Sabemos desde Austin y Searle que hacemos cosas con las palabras. Sabemos que los enunciados lingüísticos tienen una potencia transformadora que cambia de facto la realidad. El lenguaje articula nuestro mundo: cuando insulto a una persona la vinculo quiera o no a un colectivo con su carga histórica; cuando elaboro una memoria con palabras mi cuerpo se impregna de nostalgia; y cuando confieso que ‘te quiero’ nuestra relación, por fuerza, cambia. Hacemos cosas con palabras, constantemente, todos los días. Nuestros enunciados cambian la realidad, la crean, la desfiguran, la moldean, hacen que exista. Y decir que debemos olvidar los problemas conceptuales y centrarnos en la libertad, es banalizar el daño que los significados ejercen sobre las personas, y es ignorar el porqué histórico de la emergencia de sujetos políticos que no encontraban un lugar de existencia en los significados impuestos.

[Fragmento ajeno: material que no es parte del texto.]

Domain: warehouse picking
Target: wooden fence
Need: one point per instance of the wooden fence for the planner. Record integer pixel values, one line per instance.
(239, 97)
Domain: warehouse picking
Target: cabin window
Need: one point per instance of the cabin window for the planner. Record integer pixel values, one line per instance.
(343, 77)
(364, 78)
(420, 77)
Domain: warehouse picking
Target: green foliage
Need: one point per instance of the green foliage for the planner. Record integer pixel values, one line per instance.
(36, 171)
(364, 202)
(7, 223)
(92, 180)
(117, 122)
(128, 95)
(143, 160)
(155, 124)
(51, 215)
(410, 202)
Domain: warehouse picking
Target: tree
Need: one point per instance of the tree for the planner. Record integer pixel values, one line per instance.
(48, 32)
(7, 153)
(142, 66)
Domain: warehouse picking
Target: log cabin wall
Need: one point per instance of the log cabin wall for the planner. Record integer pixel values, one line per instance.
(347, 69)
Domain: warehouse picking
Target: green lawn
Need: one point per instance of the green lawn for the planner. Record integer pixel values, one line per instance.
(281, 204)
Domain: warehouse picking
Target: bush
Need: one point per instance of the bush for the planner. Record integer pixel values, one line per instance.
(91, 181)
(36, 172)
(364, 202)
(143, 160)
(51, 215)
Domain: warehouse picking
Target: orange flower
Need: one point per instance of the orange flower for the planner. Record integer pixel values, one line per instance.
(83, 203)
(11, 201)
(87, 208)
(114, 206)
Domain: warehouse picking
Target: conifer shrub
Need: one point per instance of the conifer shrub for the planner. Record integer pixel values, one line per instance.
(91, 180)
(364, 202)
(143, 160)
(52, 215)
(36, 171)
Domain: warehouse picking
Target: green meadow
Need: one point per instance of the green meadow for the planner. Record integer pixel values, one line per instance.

La palabra no es (no puede ser) axioma. La palabra es siempre híbrida. La palabra es fronteriza, siempre puede apuntar a significados otros, a posibilidades inesperadas, a disputas. La palabra es tentativa y pretende señalar la realidad. Sin embargo, y precisamente por su cualidad polisémica, la palabra es una fuente de posibilidades. Lo real y lo posible están separados por una frontera que ha de ser transitable, negociable y móvil. El paisaje social ha de ser imaginado para poder construirse, y las palabras (como armas que son, cargadas de futuro) contienen la posibilidad de (de)construcción transformadora. No hay un significado inmóvil para libertad. No puede haberlo. Tiene que mantenerse en disputa. Lo queer refleja este problema y propone estrategias de cambio y posibilidades de imaginar/crear significados otros para realidades otras. Retomemos ahora la pregunta: ¿Qué definición manejamos cuando pensamos en libertad?
Quizá una no muy distinta al problema que planteaba Davis, es decir, un significado que excluye por defecto. Parece que el terreno semántico de lo libre se cede por parcelas y puede habitarse con la condición de que alguien otres no lo hagan. Una definición que vincula lo libre con procesos inevitables de amenaza, (¿no es cierto que pensamos que mi libertad termina donde empieza la de los demás?).
Lo queer evidencia la obsolescencia del significado único y propone nuevas conjugaciones. Precisamente por su cualidad híbrida/polisémica, la palabra permite moldear posibilidades de significado. Podemos imaginar cosas con palabras, nuevos consensos lingüísticos en los que la ‘libertad’ no sea competitiva, excluyente o condicionada por la de los demás. Imaginar una libertad donde la de los demás sea también la mía, un espacio de significado que se transforme para lo común y lo colectivo, no al revés. Tentémonos a imaginar que la libertad empieza donde empieza la de los demás, porque de lo contrario, siempre estará condicionada por la subordinación de ese los demás (un espacio donde, por cierto, puede caber cualquiera).
Eso, este tipo de frontera lingüística (invisible muchas veces, otras tantas inexplorada), propone transitar lo queer para afrontar los conceptos que no son (nunca son) tan simples.